I'm sorry that I don't "understand" how these things "work", but if it were me I would just do "something" on my own that would validate all my images, and then put it out for the whole community to use... It wouldn't take long at all to do program something to try a conversion attempt on all your images and delete the ones that throw an exception, and would really make it easier to help guarantee the crashing stops.

No offense, but I still think validating every image as it "goes by" is still a waste of cpu cycles when the user could pretty much discern the image at fault by when the crash comes, much like you did on your setup. ;)

Posted

Just as a point of reference. ;)

I understand what you're saying; catching the exception and handling this exception in a graceful fashion doesn't seem like it would be a big deal, but OTOH none of us are the architect for PinballX. If Tom says it can't (or won't) be done, I can assure you that it's not because he's dragging his feet or trying to "stick it to the user base". Thanks for reporting the issue, and I'm sure Tom thoroughly looked into the issue before reporting back.

Just because I can be pretty daft at times you'll have to humor me - what purpose do these zero length images serve anyway? Wouldn't a 1px transparent PNG be preferable under most circumstances?

Posted

It was just for performance reasons. I don't want the app to have to handle lots of corrupt images. However I have implemented a fix for the next version where the exception will only happen once per loaded list per corrupt image.

Posted

Just because I can be pretty daft at times you'll have to humor me - what purpose do these zero length images serve anyway? Wouldn't a 1px transparent PNG be preferable under most circumstances?

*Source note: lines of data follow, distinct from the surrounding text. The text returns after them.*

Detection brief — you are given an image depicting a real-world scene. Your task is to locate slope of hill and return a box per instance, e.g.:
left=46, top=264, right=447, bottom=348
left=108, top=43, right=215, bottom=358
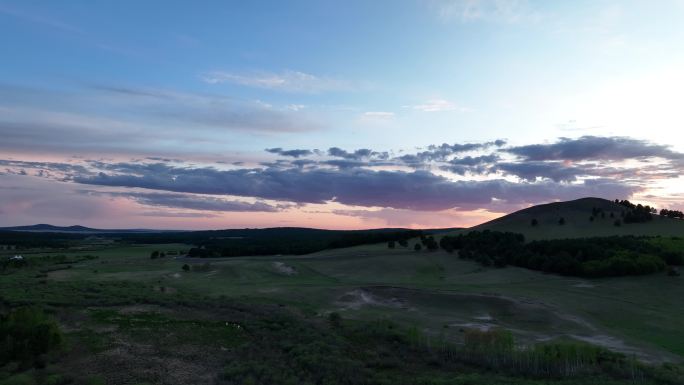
left=0, top=223, right=178, bottom=234
left=469, top=198, right=684, bottom=240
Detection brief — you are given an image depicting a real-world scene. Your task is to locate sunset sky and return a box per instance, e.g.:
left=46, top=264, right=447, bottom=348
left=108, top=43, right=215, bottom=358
left=0, top=0, right=684, bottom=229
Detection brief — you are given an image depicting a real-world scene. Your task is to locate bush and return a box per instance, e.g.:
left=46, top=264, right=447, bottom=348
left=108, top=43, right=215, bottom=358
left=0, top=307, right=63, bottom=367
left=328, top=312, right=342, bottom=328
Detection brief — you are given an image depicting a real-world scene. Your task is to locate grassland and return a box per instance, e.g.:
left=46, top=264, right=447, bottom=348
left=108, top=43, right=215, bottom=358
left=470, top=198, right=684, bottom=240
left=0, top=202, right=684, bottom=385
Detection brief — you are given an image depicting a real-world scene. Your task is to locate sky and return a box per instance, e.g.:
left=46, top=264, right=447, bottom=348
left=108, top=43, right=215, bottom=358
left=0, top=0, right=684, bottom=229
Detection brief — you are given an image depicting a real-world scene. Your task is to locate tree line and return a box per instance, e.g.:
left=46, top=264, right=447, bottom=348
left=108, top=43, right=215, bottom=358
left=440, top=230, right=684, bottom=277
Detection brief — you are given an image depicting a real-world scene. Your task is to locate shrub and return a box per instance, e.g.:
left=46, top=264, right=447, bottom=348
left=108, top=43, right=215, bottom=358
left=0, top=307, right=63, bottom=367
left=328, top=312, right=342, bottom=328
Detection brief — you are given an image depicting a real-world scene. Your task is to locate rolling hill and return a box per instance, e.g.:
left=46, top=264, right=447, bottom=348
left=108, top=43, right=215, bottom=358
left=466, top=198, right=684, bottom=240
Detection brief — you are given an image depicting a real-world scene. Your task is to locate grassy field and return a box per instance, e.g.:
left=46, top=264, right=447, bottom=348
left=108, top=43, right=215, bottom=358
left=468, top=198, right=684, bottom=240
left=0, top=200, right=684, bottom=385
left=8, top=245, right=684, bottom=361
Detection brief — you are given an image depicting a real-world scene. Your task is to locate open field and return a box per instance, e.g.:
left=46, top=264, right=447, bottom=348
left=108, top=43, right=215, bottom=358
left=0, top=200, right=684, bottom=385
left=470, top=198, right=684, bottom=240
left=2, top=240, right=684, bottom=361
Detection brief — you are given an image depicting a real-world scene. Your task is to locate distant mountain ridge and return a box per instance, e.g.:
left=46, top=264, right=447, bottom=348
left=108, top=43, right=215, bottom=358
left=468, top=197, right=684, bottom=240
left=0, top=223, right=184, bottom=234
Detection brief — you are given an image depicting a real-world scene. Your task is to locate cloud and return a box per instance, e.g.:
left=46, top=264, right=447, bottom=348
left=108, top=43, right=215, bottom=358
left=430, top=0, right=542, bottom=23
left=84, top=191, right=289, bottom=212
left=362, top=111, right=394, bottom=120
left=0, top=4, right=84, bottom=35
left=266, top=147, right=313, bottom=158
left=0, top=85, right=322, bottom=156
left=501, top=136, right=684, bottom=161
left=328, top=147, right=374, bottom=160
left=405, top=99, right=468, bottom=112
left=494, top=162, right=590, bottom=182
left=74, top=161, right=640, bottom=211
left=196, top=70, right=352, bottom=93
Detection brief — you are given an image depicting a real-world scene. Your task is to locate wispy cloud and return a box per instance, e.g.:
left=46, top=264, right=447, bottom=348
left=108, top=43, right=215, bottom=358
left=430, top=0, right=542, bottom=23
left=201, top=70, right=353, bottom=93
left=404, top=99, right=469, bottom=112
left=363, top=111, right=394, bottom=120
left=0, top=4, right=83, bottom=34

My zero based image was due to a file transfer failure. Completely unintentional. But this would occur on any image that System..Bitmap couldn't detect as a legit image; thus why I wanted to report the bug. It really could throw the non-technical folks who can't debug things into a tizzy and keep them away from using PinballX. Why would you want to scare folks away from the best front end due to a minor issue....

Posted

@Jagger1973 - Please test the next version to confirm working correctly for you. I understand your passion for the front end and your concerns/frustration with the error you received, however, please understand that we are equally passionate about providing a top-notch product and giving of our time to support it and try to troubleshoot. Your response to Tom and Adultery was a bit off-putting and could be construed as insulting - hence the responses you received.